WARSAW (Reuters) - Polish central bank governor Marek Belka committed no crime in a private conversation with a government minister that was leaked to the public, Prime Minister Donald Tusk said on Monday, easing pressure on Belka to resign.
In taped extracts of his conversation with Interior Minister Bartlomiej Sienkiewicz, Belka used an expletive to describe central bank colleagues and said he would help the government with its economic troubles if the finance minister were removed.
The zloty fell slightly against the euro early on Monday, with markets worried that the leak could bring down Belka. He is seen as a safe pair of hands by investors with assets in Poland, the European Union's sixth-biggest economy.
Under Polish rules, central bank governors cannot be removed unless they are convicted of crimes or incapacitated. Sources close to the government said for now it seemed unlikely Belka would have to resign.

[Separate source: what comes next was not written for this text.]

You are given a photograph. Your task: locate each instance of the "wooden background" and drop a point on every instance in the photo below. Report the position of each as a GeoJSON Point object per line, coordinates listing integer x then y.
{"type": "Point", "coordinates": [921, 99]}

Prosecutor-General Andrzej Seremet said on Monday his investigators had reviewed the audio tape, published by the news magazine Wprost, and found no initial evidence that either of the two men had committed a crime.

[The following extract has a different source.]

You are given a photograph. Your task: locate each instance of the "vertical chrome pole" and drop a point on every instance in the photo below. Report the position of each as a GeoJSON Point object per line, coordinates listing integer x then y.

In his first detailed comments since the tape emerged, Tusk told a news conference: "I second the prosecutor's opinion that an initial analysis does not indicate a break of law.

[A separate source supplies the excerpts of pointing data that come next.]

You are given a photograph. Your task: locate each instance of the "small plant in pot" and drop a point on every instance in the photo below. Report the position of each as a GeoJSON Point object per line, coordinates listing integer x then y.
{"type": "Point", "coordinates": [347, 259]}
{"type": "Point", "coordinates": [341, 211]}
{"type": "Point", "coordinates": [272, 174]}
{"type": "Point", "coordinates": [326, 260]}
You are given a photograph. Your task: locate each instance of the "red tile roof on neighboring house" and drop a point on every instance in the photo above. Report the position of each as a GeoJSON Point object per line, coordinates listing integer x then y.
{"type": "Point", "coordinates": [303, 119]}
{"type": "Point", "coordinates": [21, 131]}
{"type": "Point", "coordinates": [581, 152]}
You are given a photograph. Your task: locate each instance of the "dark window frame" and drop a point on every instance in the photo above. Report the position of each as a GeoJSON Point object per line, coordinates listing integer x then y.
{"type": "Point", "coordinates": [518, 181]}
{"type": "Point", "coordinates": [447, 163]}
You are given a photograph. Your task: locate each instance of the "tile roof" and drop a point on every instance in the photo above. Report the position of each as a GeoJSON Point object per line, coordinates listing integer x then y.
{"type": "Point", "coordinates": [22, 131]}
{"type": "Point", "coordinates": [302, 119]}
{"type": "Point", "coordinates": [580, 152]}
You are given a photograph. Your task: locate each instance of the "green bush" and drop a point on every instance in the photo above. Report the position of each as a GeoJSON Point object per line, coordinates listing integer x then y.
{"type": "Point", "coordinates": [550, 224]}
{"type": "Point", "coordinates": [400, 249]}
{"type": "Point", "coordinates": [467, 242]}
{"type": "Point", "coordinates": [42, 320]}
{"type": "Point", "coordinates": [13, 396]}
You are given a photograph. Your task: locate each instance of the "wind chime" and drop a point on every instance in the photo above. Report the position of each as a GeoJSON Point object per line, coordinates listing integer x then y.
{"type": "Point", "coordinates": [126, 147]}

"Irrespective of how nasty was their way of expressing their opinions, they were talking about how to help the country, not how to harm the country, about joint actions in the times of crisis," Tusk said.
Opposition politicians had said the two men were caught on the tape cooking up improper deals between the central bank and government - branches of the state which are supposed to be independent of each other.
A few months after the conversation in the restaurant, the finance minister whose removal Belka had mentioned, Jacek Rostowski, left the government in a reshuffle. Belka said on Sunday this was just a coincidence.
Tusk said the exchanges captured on tape between Belka and Sienkiewicz were a theoretical discussion about potential risks to economic stability in Poland, and that most of the scenarios they talked about never materialised.
Tusk also said he saw no need to fire his interior minister, or for the whole government to resign, as demanded by the opposition.